The result is that the USO ETF’s price declined dramatically also, hitting my newly moved stop-loss.
The upside: overall, the trade was closed with me in profit.
The downside: it appears that the oil price may still be set to rise due to the weekly timeframe. Therefore, the triggering of my stop-loss has taken me out of the oil market prematurely.
Learning Point
- Use the weekly timeframe to determine where to place your stop-loss so that you remove the possibility of being stopped out in line with the daily timeframe.
- When considering placing a trade, continue to cycle through the timeframes from the weekly, to the daily, to the 4 hour to get a sense of what is happening overall with the price action. Remember that the 4 hour may provide us with an early signal, but it’s the weekly that tells us if, overall, the price direction has just started; is in progress, or is coming to an end.
- The daily timeframe informs us about the most likely moves between the current support and resistance lines or levels. Therefore, the daily timeframe seems best suited for short-term swing trades. I knew this before but, now, I just have a stronger appreciation (coupled with experience of different markets) for how significant it is in this regard.
- Writing this journal is enabling me to, effectively, learn how to trade profitably at a supernatural pace.
USOIL – REENTRY
As can be seen by the three different timeframes above, the price of USOIL appears to now be starting to rebound.
Learning Point
- If we look at the daily timeframe, we can see that there is a huge gap or white space between the price action and the Kumo Cloud. Looking at all of the three charts together revealed to me that this distance seems to occur when the price has started to move sideways. In support, when the price action is experiencing a strong decline this is typically accompanied by the candlesticks being relatively close to the Kumo Cloud at a sharp angle (for example, see DISH’s weekly timeframe chart below).

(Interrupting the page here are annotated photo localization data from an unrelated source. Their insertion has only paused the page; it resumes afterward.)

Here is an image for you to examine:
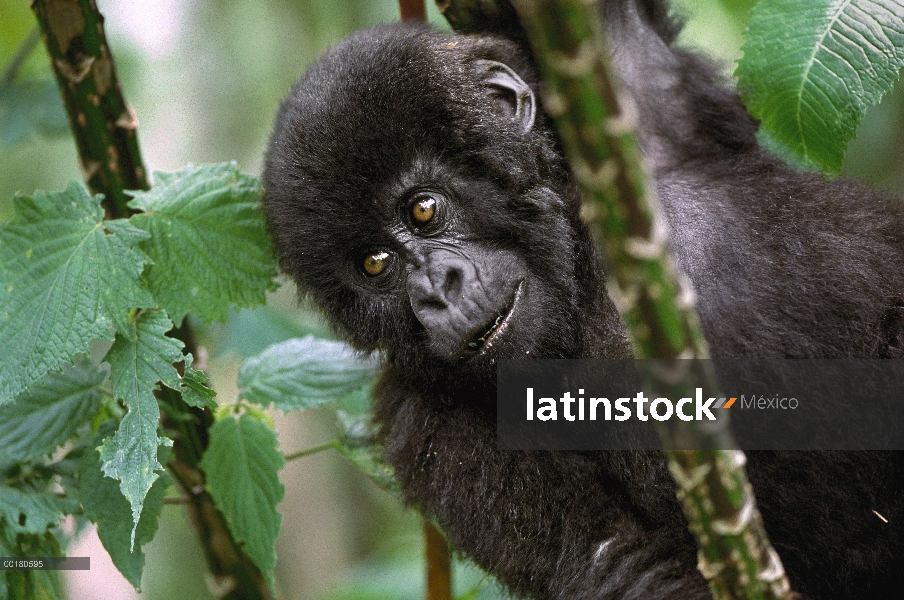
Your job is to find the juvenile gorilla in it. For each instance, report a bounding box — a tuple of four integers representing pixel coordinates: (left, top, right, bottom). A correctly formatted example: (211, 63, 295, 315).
(262, 1, 904, 598)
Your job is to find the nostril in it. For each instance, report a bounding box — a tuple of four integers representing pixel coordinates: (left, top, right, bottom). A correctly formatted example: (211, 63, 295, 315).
(443, 267, 463, 302)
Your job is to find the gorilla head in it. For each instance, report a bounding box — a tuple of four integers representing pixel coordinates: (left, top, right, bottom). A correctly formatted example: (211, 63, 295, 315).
(263, 24, 631, 386)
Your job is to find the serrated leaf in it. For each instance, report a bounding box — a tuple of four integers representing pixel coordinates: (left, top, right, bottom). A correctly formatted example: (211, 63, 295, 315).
(100, 310, 180, 549)
(239, 336, 381, 411)
(80, 427, 170, 590)
(335, 411, 399, 496)
(0, 356, 105, 462)
(199, 414, 284, 585)
(127, 163, 279, 324)
(0, 181, 154, 403)
(177, 354, 217, 409)
(179, 366, 217, 408)
(0, 486, 75, 535)
(738, 0, 904, 172)
(155, 354, 217, 410)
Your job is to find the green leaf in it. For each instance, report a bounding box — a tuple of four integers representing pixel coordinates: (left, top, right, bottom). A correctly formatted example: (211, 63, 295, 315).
(0, 486, 75, 535)
(100, 310, 180, 549)
(1, 529, 64, 600)
(239, 336, 380, 411)
(127, 163, 279, 324)
(0, 79, 69, 147)
(738, 0, 904, 172)
(80, 428, 170, 590)
(199, 414, 284, 585)
(178, 354, 218, 409)
(158, 353, 217, 409)
(335, 411, 398, 496)
(0, 181, 154, 403)
(0, 356, 105, 462)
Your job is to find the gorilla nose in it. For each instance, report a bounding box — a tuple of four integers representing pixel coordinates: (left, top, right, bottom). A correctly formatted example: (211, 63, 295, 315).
(407, 257, 466, 313)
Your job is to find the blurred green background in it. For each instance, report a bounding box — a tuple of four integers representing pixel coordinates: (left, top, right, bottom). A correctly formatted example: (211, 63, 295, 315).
(1, 1, 902, 599)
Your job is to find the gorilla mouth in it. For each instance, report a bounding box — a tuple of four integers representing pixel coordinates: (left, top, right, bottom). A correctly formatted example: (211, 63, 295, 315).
(463, 280, 524, 359)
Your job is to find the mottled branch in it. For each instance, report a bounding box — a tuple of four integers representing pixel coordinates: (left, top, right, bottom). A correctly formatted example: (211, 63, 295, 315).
(440, 0, 793, 597)
(32, 2, 275, 598)
(31, 0, 147, 218)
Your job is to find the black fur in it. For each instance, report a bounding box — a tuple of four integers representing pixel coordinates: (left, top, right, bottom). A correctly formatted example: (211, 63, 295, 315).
(262, 1, 904, 598)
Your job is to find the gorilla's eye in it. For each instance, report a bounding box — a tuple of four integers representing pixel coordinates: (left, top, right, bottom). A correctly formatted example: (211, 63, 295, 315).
(411, 194, 437, 225)
(362, 250, 392, 276)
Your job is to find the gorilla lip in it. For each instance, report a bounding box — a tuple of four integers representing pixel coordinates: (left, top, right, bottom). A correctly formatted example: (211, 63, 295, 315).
(463, 280, 524, 358)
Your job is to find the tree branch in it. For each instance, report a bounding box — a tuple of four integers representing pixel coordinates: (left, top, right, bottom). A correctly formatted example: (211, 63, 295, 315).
(162, 386, 275, 600)
(31, 0, 147, 218)
(440, 1, 793, 597)
(31, 2, 275, 598)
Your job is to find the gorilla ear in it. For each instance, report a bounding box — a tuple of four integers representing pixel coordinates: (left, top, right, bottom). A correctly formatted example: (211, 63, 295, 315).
(475, 59, 536, 133)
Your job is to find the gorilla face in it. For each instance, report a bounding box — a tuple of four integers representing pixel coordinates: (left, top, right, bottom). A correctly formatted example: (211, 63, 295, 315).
(262, 24, 606, 382)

- Entering 1/10 of my trading capital on a trade would seem to imply that there is the possibility of the price declining about 9 to 10 times; therefore, it makes sense to spread out my entry. However, if I expect the price to decline or rally 3 to 5 times from its current level, then it may make strategic sense to make sure that I enter at least 1/3 or 1/5 of my risk capital if I intend on maximising my trading profitability.
Next Action
- Monitor USOIL / USO trade tomorrow in terms of the price action’s relationship to current resistance and support levels on the daily and weekly timeframes.
DISH
Today, I entered a long trade in regard to DISH.
Learning Point
- Around 2/3 of my risk capital was the minimum amount that I could use to set my stop-loss concerning my entry. I was happy to still enter the trade in spite of the uncertainty, because the next support level below is the all time low. Therefore, as long as I can make another 1/3 entry at that level if the price further declines (which I can), then this will justifies my previous 2/3 entry.
Next Action
- Monitor DISH trade tomorrow to consider the relationship between the latest price action and the support and resistance levels on the daily and weekly timeframes.